Add a security error rating to Microsoft Team Foundation Server 2010

Source: Internet
Author: User

One of the most controversial tasks that software development teams face in their product lifecycle is triage errors. For everyone involved in product development, it is a serious matter to determine the relative importance level of any given error (and then to determine the likelihood that the error will not be repaired in time before it is released).

Programmers, testers, architects, and project managers have different perspectives, and their respective triage decisions are based on some of the following dispersed factors:

After fixing, how much code must be regression tested.

How long it is to publish the project.

How many users will be affected by the change.

Whether the error prevented other problems from being tested or repaired.
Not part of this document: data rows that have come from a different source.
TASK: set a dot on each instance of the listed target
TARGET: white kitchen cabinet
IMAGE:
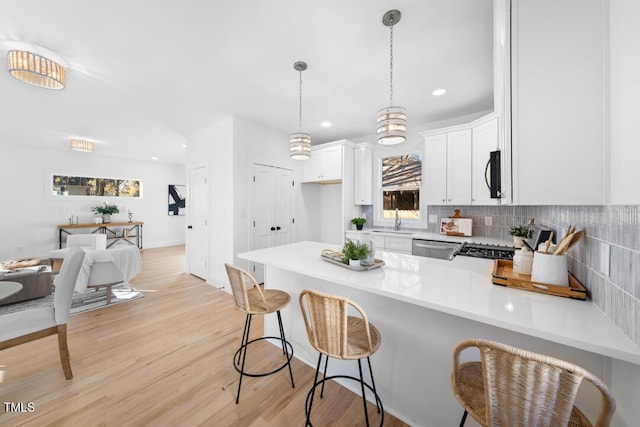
(363, 175)
(484, 141)
(558, 94)
(449, 167)
(324, 166)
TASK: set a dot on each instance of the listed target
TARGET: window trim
(378, 219)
I acknowledge that these are important considerations when triage functional errors in the product's functionality. However, these should not be considered when determining whether to fix a security error (that is, an error that could result in a security breach in the product). The classification of security errors must be objective and consistent. For an attacker, it does not matter whether you discovered a vulnerability the week before the code completion milestone, as an attacker would exploit the vulnerability equally.

This column describes the objective security error classification system ("error rating") that is used by the Microsoft internal product and online services teams, as required by the Security Development Lifecycle (SDL). This article also describes how you can incorporate this classification system into your own development environment using Microsoft Team Foundation Server 2010.

DREAD

Before I discuss the error ratings that exist within Microsoft, it is important to introduce Microsoft's early Security Error classification initiative: DREAD. DREAD is a mnemonic tool that represents:

Potentially destructive

Repeatability

Availability

Affected users

can be found

Anyone who logs a new security error assigns a value ranging from 1 to 10 for each DREAD parameter, 10 is the most serious, and 1 is the least serious. These values are then averaged to form an overall DREAD rating. For example, suppose a developer named Doug found a SQL blind attack vulnerability in his team's new WEB Application Management portal page. Doug might classify the vulnerability as shown in Figure 1.

Figure 11 Security vulnerability Classification for developers

5 All user pages areUnable to link to the affected page. " TD style= "BORDER:0;PADDING:0;" > can be reproduced every time.
dread parameters rating basic principle
potentially destructive
reproducibility 10
available 2
1
1
3.8  

The classification shown in Figure 1 seems quite simple and effective. But consider that Doug's tester colleague Tina may look at the same vulnerability in a completely different way, as shown in Figure 2.

Contact Us

The content source of this page is from Internet, which doesn't represent Alibaba Cloud's opinion; products and services mentioned on that page don't have any relationship with Alibaba Cloud. If the content of the page makes you feel confusing, please write us an email, we will handle the problem within 5 days after receiving your email.

If you find any instances of plagiarism from the community, please send an email to: info-contact@alibabacloud.com and provide relevant evidence. A staff member will contact you within 5 working days.

A Free Trial That Lets You Build Big!

Start building with 50+ products and up to 12 months usage for Elastic Compute Service

  • Sales Support

    1 on 1 presale consultation

  • After-Sales Support

    24/7 Technical Support 6 Free Tickets per Quarter Faster Response

  • Alibaba Cloud offers highly flexible support services tailored to meet your exact needs.